Bien qu’il s’agisse ouvertement d’un hommage aux films noirs des années ‘40/’50,
Chinatown offre un habillage résolument moderne, avec couleur et scope. Un choix en totale contradiction avec l’esthétique « noir » traditionnelle, d’autant que le film fait la part belle aux environnements ensoleillés. La photographie est d’ailleurs d’une grande classe, très lumineuse, afin de retranscrire la chaleur écrasante de l’arrière-pays californien marqué par la sécheresse (un élément essentiel du scénario). Polanski, immense cinéaste, impressionne une fois de plus par sa capacité à instaurer une ambiance, un climat étouffant qui apporte la noirceur nécessaire à un scénario résolument brillant. Sur ce point, on est clairement au-dessus de la plupart des films noirs classiques, le script est d’une grande richesse et d’une fluidité exemplaire en dépit de sa complexité (pas de plot holes ou de raccourcis faciles comme dans certaines références de l’Âge d’Or), l’enquête est d’une remarquable cohérence et les personnages sont superbement écrits. Jack Gittes est l’archétype du privé et Nicholson apporte une densité et un côté trouble à ce personnage, dont les références constantes à son passé à Chinatown apportent une part de mystère qui renforce l’intérêt qu’on éprouve à son égard. Face à lui, Faye Dunaway, alors au sommet de sa beauté, est juste parfaite, loin d’être une simple femme fatale chère au genre, c’est au contraire un personnage trouble et ambigu, marqué par un terrible secret qu’on prend vraiment en pleine face lorsqu’il finit par être dévoilé. Enfin, et malgré son temps de présence à l’écran assez limité, John Huston en impose par son charisme et l’ombre de son personnage pèse véritablement sur tout le film, d’où l’importance d’une personnalité marquante pour l’interpréter. Enfin, last but not least, le film se termine sur un final éprouvant, à mille lieue des happy-end du bon vieux temps mais tellement plus juste, plus en phase avec l’ambiance vénéneuse et désespérée du film.

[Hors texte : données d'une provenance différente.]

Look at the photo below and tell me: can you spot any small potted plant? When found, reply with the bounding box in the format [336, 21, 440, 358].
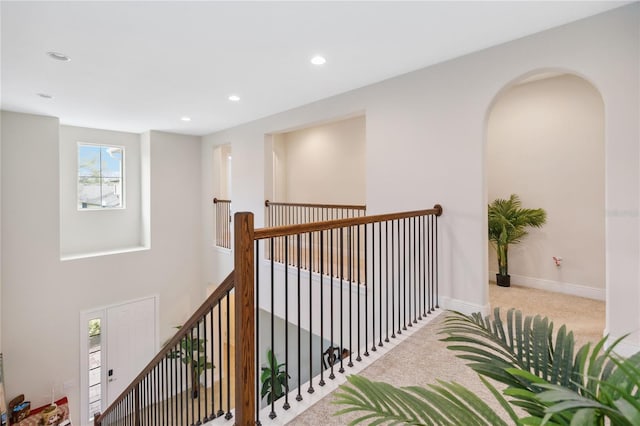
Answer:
[260, 349, 291, 404]
[167, 326, 214, 399]
[488, 194, 547, 287]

Un mot encore sur le score magnifique de Jerry Goldsmith, avec un thème principal envoutant et mélancolique qui nous immerge directement dans l’ambiance des années ’30.
Pour moi l’un des meilleurs films de Polanski si ce n’est le meilleur, et tout simplement l’un des plus grands films noirs (en ce compris noirs classiques et néo-noirs) de l’histoire du cinéma.